Auteur: Edwige Antier
Collection :
« Réponses »
Editions : Robert
Laffont
Prix : 19 .50€
Pages : 283
« Laissons l’enfant
aussi libre que possible, sans lui imposer des règles sans intérêt.
Laissons-lui seulement le cadre des règles indispensables à sa sécurité… ».
Depuis quelques années déjà, j’avoue être agacée par la
déformation ambiante des propos de Françoise Dolto. Il est facile de se déculpabiliser
en accusant un mouvement pédagogique… Et encore pire, elle est même aujourd’hui
accusée d’être à l’origine des enfants « tyrans » tellement à la mode…
Françoise Dolo était une pionnière et visionnaire, pressentant ce
qu’il se jouait dans le développement de l’enfant sans avoir les éléments
scientifiques (confirmant ses dires) que l’on connait de nos jours.

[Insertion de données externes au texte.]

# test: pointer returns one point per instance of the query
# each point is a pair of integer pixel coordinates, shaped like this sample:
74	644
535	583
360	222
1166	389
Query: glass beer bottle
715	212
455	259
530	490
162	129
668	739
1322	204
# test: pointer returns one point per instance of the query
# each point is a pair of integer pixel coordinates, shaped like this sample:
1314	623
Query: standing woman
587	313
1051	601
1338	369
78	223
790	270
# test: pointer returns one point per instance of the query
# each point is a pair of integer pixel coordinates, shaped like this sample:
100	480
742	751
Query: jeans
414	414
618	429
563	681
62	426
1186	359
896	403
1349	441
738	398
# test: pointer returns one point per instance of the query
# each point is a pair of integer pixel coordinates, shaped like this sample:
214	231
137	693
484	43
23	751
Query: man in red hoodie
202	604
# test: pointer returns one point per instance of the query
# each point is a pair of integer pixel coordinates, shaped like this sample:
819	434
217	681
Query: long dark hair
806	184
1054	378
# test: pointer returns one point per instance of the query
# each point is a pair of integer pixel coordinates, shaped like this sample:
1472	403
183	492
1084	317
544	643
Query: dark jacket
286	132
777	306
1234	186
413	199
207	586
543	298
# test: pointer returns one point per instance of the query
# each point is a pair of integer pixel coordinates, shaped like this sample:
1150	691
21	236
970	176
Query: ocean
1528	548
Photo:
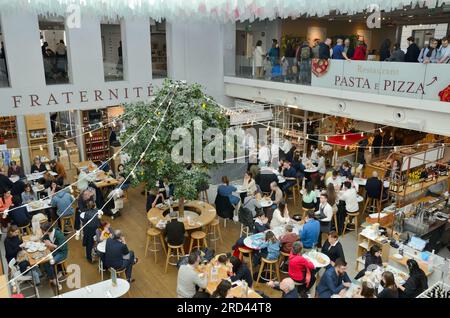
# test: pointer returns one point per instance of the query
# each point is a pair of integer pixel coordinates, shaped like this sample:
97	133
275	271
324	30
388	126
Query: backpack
305	53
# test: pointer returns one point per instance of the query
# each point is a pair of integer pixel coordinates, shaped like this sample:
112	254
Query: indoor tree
177	104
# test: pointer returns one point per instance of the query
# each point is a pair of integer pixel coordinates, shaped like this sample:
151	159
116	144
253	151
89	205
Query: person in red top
360	52
299	268
287	239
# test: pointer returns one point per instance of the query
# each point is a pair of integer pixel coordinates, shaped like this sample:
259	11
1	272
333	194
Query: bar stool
283	256
198	240
244	252
62	264
178	249
152	236
71	221
26	228
214	232
353	217
271	270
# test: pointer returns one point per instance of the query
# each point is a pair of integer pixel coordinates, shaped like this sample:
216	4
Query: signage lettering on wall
81	96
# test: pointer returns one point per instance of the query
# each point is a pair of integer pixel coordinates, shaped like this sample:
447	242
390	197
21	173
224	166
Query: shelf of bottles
97	141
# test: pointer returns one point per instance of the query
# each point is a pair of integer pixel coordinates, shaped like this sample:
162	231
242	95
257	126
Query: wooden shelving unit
37	132
364	245
97	145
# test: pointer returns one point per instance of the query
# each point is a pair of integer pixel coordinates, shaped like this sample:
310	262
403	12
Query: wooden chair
178	249
71	221
348	219
273	268
214	232
243	252
152	235
198	240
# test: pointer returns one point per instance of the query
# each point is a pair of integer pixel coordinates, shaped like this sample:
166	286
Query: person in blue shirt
290	174
226	190
269	249
309	235
338	50
334	281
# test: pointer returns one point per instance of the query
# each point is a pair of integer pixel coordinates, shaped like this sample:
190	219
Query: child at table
24	266
269	249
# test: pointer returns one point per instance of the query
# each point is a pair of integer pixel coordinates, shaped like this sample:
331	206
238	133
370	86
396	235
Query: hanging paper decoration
218	10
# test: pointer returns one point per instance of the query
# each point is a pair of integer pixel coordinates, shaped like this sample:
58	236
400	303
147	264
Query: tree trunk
181	206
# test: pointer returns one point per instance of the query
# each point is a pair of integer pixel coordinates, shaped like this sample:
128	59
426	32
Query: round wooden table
204	212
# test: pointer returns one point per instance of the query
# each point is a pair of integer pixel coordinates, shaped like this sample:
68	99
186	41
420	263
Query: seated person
298	269
288	239
333	248
19	214
334	180
226	190
286	286
28	194
60	170
54	240
189	279
15	170
335	281
174	231
309	235
240	271
289	174
37	166
118	256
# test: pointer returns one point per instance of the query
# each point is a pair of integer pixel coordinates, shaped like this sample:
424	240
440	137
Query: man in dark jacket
118	256
413	51
324	49
174	230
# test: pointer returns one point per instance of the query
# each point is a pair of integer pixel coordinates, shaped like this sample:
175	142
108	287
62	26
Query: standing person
258	58
54	240
360	52
416	283
325	215
333	248
315	49
90	230
338	49
335	281
413	51
118	256
443	54
397	55
174	231
385	50
188	278
428	54
304	64
309	235
348	50
324	49
390	289
298	269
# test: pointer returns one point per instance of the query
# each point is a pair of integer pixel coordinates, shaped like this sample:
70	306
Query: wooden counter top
206	214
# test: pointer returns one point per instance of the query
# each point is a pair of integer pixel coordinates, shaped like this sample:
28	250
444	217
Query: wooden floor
151	281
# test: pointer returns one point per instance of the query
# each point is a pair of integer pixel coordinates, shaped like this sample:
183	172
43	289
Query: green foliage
187	103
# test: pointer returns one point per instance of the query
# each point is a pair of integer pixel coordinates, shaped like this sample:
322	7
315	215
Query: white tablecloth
104	289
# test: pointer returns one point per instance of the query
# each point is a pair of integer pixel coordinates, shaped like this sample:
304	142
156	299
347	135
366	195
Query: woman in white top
280	216
258	57
249	183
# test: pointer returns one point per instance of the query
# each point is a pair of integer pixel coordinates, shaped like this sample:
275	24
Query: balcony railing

Il ne s’agit pas d’être en accord avec toutes ses idées mais de
prendre du recul sur tout ce qui a été apporté lors des émissions de France Inter
« Lorsque l’enfant paraît » à partir de 1977.

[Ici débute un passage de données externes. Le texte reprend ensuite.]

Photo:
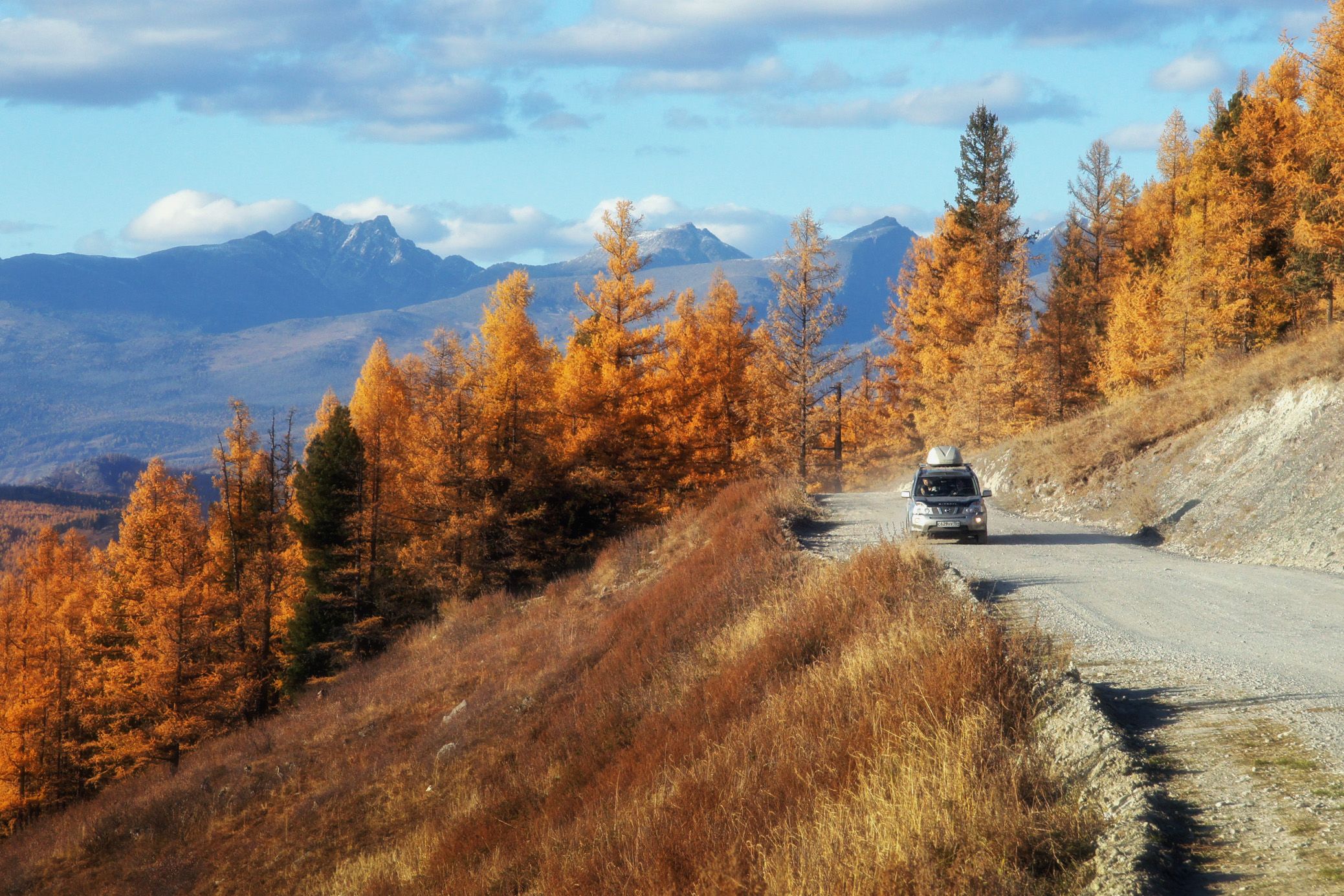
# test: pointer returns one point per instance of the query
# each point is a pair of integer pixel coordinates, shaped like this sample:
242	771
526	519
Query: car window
947	486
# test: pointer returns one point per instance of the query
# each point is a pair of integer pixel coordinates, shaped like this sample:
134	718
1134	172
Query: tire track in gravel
1228	679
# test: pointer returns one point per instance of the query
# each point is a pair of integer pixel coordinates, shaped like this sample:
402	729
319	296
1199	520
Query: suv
947	499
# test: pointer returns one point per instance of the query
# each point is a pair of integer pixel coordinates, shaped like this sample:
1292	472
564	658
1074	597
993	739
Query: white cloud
495	233
1140	136
1198	71
1013	97
195	217
484	234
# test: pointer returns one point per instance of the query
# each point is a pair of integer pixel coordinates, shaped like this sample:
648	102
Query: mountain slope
706	710
131	367
320	267
1237	461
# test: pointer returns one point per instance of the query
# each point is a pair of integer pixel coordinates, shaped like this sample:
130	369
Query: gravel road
1230	677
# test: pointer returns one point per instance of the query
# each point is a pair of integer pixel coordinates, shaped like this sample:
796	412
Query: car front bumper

Rousseau nous avait amené son côté philosophique sur l’enfant,
F.Dolto l’a enrichi de son œil de psychanalyste, tout en s’appuyant sur « le
bébé est une personne » de D.W. Winnicott . Il ne faut pas oublier le contexte dans lequel tout cela s’inscrit,
Mai 68 et sa mouvance de liberté était passée par là.
Edwige Antier fait le point sur la « parole Dolto », ce
qui peut encore s’appliquer aujourd’hui et ce qui est devenu désuet suite à l’évolution
sociétale.
Françoise Dolto était, elle-aussi, prise entre les deux
tiraillements que nous connaissons : le bien-être du bébé et la liberté de
la femme croissant (CF Badinter, Beauvoir etc…). La femme ne se réalisant plus
uniquement à travers son rôle de mère mais aussi par sa vie professionnelle,
des modifications au sein des pratiques ont été inévitables. Ce dilemme était
et est encore source de culpabilité…
E. Antier résume les dérives autour de la parole Dolo en une
phrase clef « TOUT COMPRENDRE N’EST PAS TOUT PERMETTRE ». Nous
assistons à un envahissement du vocabulaire psychologique, les salles d’attente
des psychologues sont pleines. Remplies de parents démunis, qui, perdus dans le
flot de ce qu’« il faut faire », ne savent plus sur quel pied danser
et ont oublié leur spontanéité.
La déformation principale que nous retrouvons est de penser qu’il
faut TOUT DIRE aux enfants. F.Dolo insistait sur le fait de seulement dire les
vérités qui concernent l’enfant, la relation à sa mère, les choses
ESSENTIELLES. Tout en respectant l’intimité de l’enfant (toute la famille n’a
pas besoin de savoir que le petit garçon a un problème de testicule !).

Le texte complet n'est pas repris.